Aklan Basketball G-Cup
- League logo
- Sport: Basketball
- Founded: 1995
- No. of teams: 17
- Country: Philippines
- Most recent champion: Tangalan (1 Title)
- Most titles: Banga (5 titles)
- Broadcasters: TV: Kalibo Cable Radio: GMA DYRU-Kalibo

= Aklan Basketball Governor's Cup =

Aklan Governor's Cup is an annual amateur basketball league which is usually dubbed under the name of the incumbent governor of Aklan. The league is one of the sports program of the province that aims to produce another basketball player that can play at the center stage of the Philippine Basketball Association.

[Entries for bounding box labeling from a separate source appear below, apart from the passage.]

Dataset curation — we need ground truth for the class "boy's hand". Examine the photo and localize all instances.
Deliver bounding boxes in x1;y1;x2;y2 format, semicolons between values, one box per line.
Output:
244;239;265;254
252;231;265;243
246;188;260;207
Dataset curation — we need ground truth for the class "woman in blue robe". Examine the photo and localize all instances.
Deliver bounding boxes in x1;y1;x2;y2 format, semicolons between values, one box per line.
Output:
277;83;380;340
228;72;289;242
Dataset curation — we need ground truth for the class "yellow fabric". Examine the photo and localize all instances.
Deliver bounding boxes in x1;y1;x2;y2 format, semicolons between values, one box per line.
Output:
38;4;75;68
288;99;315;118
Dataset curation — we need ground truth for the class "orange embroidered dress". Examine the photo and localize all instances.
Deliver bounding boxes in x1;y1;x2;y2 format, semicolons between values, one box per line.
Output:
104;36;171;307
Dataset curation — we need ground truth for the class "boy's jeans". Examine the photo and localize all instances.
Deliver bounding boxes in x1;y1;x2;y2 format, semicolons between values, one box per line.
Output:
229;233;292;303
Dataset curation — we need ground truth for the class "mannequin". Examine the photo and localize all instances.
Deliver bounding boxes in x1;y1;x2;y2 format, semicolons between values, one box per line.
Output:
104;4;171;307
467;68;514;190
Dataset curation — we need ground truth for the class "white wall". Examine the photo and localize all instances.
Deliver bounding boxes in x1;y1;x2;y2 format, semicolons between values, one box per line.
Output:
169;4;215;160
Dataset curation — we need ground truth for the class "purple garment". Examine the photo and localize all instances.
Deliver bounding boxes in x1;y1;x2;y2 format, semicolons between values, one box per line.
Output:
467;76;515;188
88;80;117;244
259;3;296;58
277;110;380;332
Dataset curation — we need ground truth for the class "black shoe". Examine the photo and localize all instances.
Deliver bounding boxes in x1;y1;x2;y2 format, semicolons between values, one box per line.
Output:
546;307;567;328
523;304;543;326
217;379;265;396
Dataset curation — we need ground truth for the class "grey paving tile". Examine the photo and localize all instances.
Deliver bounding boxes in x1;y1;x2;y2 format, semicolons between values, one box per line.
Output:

Wynne Arboleda, one of the superstars in the PBA, is a product of this program.

==Teams==

| Team | Moniker | Home stadium (Capacity) | Championship | Finals Appearance |
Eastern Division
| Altavas | Bulldogs | - | 0 | 0 |
| Balete | Lightning | Balete Covered Gym (400) | 0 | 0 |
| Banga | - | Banga Sports & Cultural Complex(1,000) | 5 | 9 |
| Batan | - | - | 0 | 0 |
| Kalibo | Kopiko(Corporate Sponsor) | ABL Sports & Cultural Complex (3,000) | 1 | 1 |
| Libacao | - | - | 0 | 0 |
| Madalag | - | - | 0 | 0 |
| New Washington | New Wave | New Washington Gym (400) | 0 | 2 |
Western Division
| Buruanga | - | - | 0 | 0 |
| Ibajay | - | Ibajay Sports Complex (1,000) | 0 | 0 |
| Lezo | Tierra Alta | Lezo Covered Court | 0 | 0 |
| Makato | - | ABL Sports Center (800) | 0 | 0 |
| Malay | - | - | 0 | 0 |
| Malinao | - | - | 0 | 0 |
| Nabas | - | - | 0 | 0 |
| Numancia | Builders | Bulwang Gymnasium(300) | 4 | 8 |
| Tangalan | - | Tangalan Gymnasium(400) | 0 | 0 |

==Champions==

| Year | Champion | Runner-up | Most Valuable Player | Teams Participated |
|---|---|---|---|---|
| 2009 | Banga | Numancia | Ricky Ricafuente | - |
| 2010 | Numancia | Banga | Samuel Ignacio | (16) Makato, Tangalan, Lezo, Malinao, Ibajay, Nabas, Malay and Buruanga, Kalibo, New Washington, Batan, Altavas, Banga, Libacao, Balete and Madalag. |
| 2011 | Kalibo | Banga | JayMar Marte | (14) Lezo, Malinao, Malay, Ibajay, Tangalan, Nabas, Makato, Banga, Altavas, Balete, Madalag, Batan, Libacao and Kalibo. |
| 2012 | Ibajay | Tangalan | JR Manuel | (15) Kalibo, Banga, Altavas, New Washington, Balete, Madalag, Libacao, Batan, Numancia, Makato, Lezo, Malinao, Nabas, Ibajay and Tangalan. |
| 2013 | Tangalan | Ibajay | Arjay Postorioso | (12) Lezo, Malinao, Malay, Ibajay, Tangalan, Nabas, Makato, Balete, Madalag, Batan, Libacao and Kalibo. |

Note: Records from 1995-2008 could not be retrieved.

==Tournament Format==

Three teams with the best records from each group will advance to the quarterfinals following the single round elimination. The top two teams will enjoy the twice-to-beat advantage in the Final Four. The winners in the semifinals meet in the best-of-3 championship series.

==Notable players==
- Wynne Arboleda (5'11" PG):The first Aklanon to play in the PBA. He is one of the veteran members of the Air21 Express.
- Ricky Ricafuente (5'11" PG): Played for Thailand Cobras of the Asean Basketball League and Trace Laguna Stallions of Liga Pilipinas.
- Joey Alacar (6'4" C): One of the dominant centers in the league. Played for Banga and Kalibo.
- Donald Delfin (6'4" C/PF): A former member of the St.Francis of Assisi College Doves of UCAA.
- Samuel Ignacio (6'4" C/PF): An MVP of the league and led Numancia to four(4) Championships.
- JayMar Marte (6'1" SF):
- Romeo Molo (6'1" F):
- JR Manuel (6'3" C): The 2012 League MVP.
- Rodney Sazon (6'5" C): A member of the FEU Tamaraws Team B.